The bands and percussion ensembles that performed at the Bands of America National Concert Band Festival and National Percussion Festival presented by Yamaha, Mar. 10-12, 2005 in Indianapolis, experienced more than a three-day celebration of musical excellence. This positively life-changing experience started from the moment of audition and will extend years into the future with the impact on those who participated.
The National Concert Band Festival and National Percussion Festival is recognized as the epitome of concert festivals in America. “It is simply the finest music festival available to bands, percussion ensembles and [starting next spring] orchestras in the country,” says Andrew Gekoskie, Director of Bands at Langley High School, VA and a participant in the 2005 Festival. “It offers a wonderful performance opportunity with a chance to interact and receive feedback from some of the finest wind conductors.”
“My ensemble came all the way from American Fork, UT to share the stage with the best percussionists in the country and were able to experience a wide variety of educational opportunities,” said Michael Huestis, whose American Fork H.S. percussion ensemble was invited to perform at the festival. The American Fork H.S. Wind Symphony was an invited ensemble at the 2004 National Concert Band Festival.
“BOA runs everything in a professional manner and the students and directors have a greater experience because of it. The hotel, travel arrangements, business dress, clinicians, evaluators and hosts were all the best that one could hope for. People behave differently when they are dressed up, sitting with outstanding musicians and sharing an experience that has an elevated level of importance.
“Another reason the Bands of America Festival is unique and special is because of its non-competitive nature, once the ensembles have been selected. After our audition tape was accepted, and I knew that we would be sharing the stage with the greatest musical ensembles in the country, I began the all important process of selecting literature and planning rehearsals. Because there would not be ratings or placements, we really stretched ourselves and took musical risks in literature selection. The students responded to the challenges and rehearsed more professionally than ever before. They were motivated to rise to the level of the musicians that they would be surrounded by in Indianapolis, and by the challenge of the literature that was put before them. If I had been concerned with the ‘ratings’ perhaps I would not have taken the risk.”

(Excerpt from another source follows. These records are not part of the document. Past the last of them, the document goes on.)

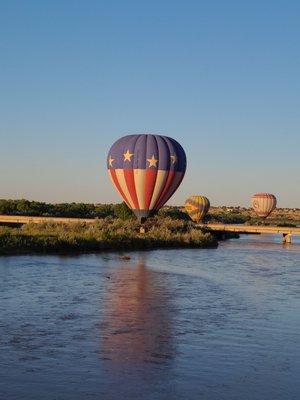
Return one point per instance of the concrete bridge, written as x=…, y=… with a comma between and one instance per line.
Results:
x=286, y=232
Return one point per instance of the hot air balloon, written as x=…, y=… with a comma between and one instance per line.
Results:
x=263, y=204
x=146, y=170
x=197, y=207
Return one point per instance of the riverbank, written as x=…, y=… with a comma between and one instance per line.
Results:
x=105, y=234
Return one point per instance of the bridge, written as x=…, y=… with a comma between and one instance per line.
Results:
x=286, y=232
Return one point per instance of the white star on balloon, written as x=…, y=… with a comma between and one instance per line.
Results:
x=152, y=161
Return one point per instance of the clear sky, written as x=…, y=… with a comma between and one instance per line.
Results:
x=221, y=77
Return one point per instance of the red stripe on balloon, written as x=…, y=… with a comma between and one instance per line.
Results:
x=116, y=182
x=150, y=181
x=167, y=187
x=129, y=179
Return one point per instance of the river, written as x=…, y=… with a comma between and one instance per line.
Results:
x=167, y=324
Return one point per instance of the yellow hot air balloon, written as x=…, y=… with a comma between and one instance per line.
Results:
x=263, y=204
x=197, y=207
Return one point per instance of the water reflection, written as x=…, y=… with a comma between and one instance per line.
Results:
x=137, y=325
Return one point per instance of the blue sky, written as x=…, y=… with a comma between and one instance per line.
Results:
x=220, y=77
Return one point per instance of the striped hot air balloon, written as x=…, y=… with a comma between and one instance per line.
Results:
x=263, y=204
x=146, y=170
x=197, y=207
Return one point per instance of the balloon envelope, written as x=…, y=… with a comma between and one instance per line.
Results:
x=146, y=170
x=263, y=204
x=197, y=207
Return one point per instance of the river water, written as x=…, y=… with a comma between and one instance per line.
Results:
x=168, y=324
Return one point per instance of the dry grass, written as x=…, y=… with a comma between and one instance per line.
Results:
x=106, y=234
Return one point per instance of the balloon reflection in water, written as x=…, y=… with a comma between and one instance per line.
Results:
x=137, y=324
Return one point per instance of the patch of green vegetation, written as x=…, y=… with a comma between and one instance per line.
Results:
x=105, y=234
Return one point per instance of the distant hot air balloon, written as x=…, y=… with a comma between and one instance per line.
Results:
x=263, y=204
x=197, y=207
x=146, y=170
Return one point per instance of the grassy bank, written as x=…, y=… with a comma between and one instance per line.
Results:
x=106, y=234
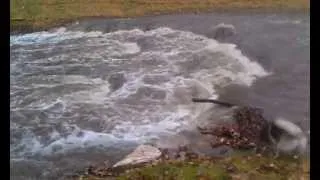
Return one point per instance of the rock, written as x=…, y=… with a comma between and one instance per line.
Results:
x=222, y=31
x=116, y=81
x=142, y=154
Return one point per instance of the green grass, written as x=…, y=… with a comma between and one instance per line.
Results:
x=238, y=166
x=37, y=14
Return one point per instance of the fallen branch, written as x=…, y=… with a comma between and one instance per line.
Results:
x=199, y=100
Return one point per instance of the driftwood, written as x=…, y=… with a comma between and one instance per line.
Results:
x=199, y=100
x=250, y=129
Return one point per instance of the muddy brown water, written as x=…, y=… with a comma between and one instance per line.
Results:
x=93, y=90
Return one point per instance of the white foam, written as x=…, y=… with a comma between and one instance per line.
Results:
x=173, y=52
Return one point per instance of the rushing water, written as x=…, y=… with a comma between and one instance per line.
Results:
x=85, y=94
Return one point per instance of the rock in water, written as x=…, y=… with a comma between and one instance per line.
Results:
x=222, y=31
x=142, y=154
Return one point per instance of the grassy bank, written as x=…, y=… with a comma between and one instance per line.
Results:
x=234, y=167
x=37, y=14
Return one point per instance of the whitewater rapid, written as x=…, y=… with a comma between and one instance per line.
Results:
x=71, y=90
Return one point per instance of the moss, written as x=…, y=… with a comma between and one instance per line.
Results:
x=39, y=14
x=239, y=166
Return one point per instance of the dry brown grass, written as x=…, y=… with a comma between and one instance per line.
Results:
x=41, y=13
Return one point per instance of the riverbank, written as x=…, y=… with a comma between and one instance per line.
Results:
x=31, y=15
x=238, y=166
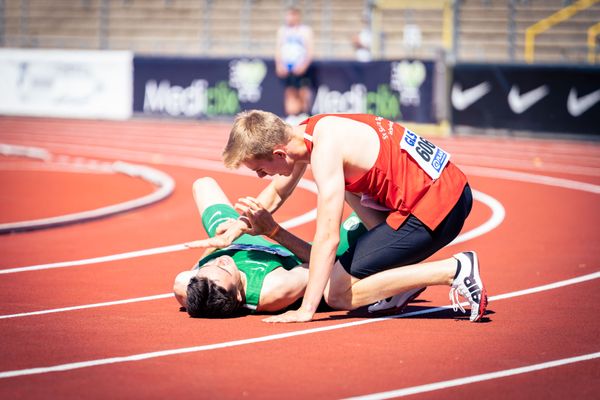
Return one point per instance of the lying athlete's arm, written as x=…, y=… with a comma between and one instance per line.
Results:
x=262, y=223
x=282, y=288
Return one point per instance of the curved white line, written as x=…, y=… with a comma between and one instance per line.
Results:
x=164, y=182
x=475, y=378
x=498, y=214
x=532, y=178
x=261, y=339
x=495, y=220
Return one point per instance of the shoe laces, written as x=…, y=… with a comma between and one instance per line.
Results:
x=454, y=292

“The Plymouth-Canton Educational Park’s participation in the 2005 National Concert Band Festival and National Percussion Festival was truly evolutionary for our program,” said Director Marc Whitlock. “For months the staff and I prepared the students as best we could, both musically and verbally, for the experience they were about to encounter, but no words could prepare them for the aesthetic and musical rewards they were about to receive. The experience elevated them to a new understanding of how incredible a music performance can be and the shared camaraderie of musicians from all over the country. Our students are still talking about the wonder of the Festival and how they wish it could have lasted even longer. This was my third time attending the Festival and this was my best experience yet. It keeps getting better and better! I recommend this highly substantial experience to all educators and music students alike.”
For Mr. Whitlock’s PCEP wind ensemble students, the Festival provided a revelation — a pinnacle of understanding about the musical journey they had experienced leading up to the Festival. “The journey was hard, but the pay-off was amazing,” says senior Richelle Dwenger. “I would not trade the countless hours of practices for anything.”
Students feel the experience of listening to other outstanding groups from across the nation opens their eyes. “All the performers and events inspired me to be a better musician,” said PCEP Junior Chuck Nahra. Students also enjoyed the atmosphere created by lack of ratings or scores. “It was great ‘playing to play,’ not to try to ‘compete’ against other bands,” said Junior Jenna Olexsey. Added Junior Lauren Jasinski, “Attending the Festival was an amazing experience because I’ve never had the opportunity to become completely immersed in such quality music or be surrounded by so many peers who are truly passionate about what we do.”
“It was wonderful to be proud of yourself and your band without needing a score or placement to be satisfied,” said senior Jamie Paffenroth. “Just being together, doing what we love and sharing it with people all around the country who feel the same way is what this Festival is all about.”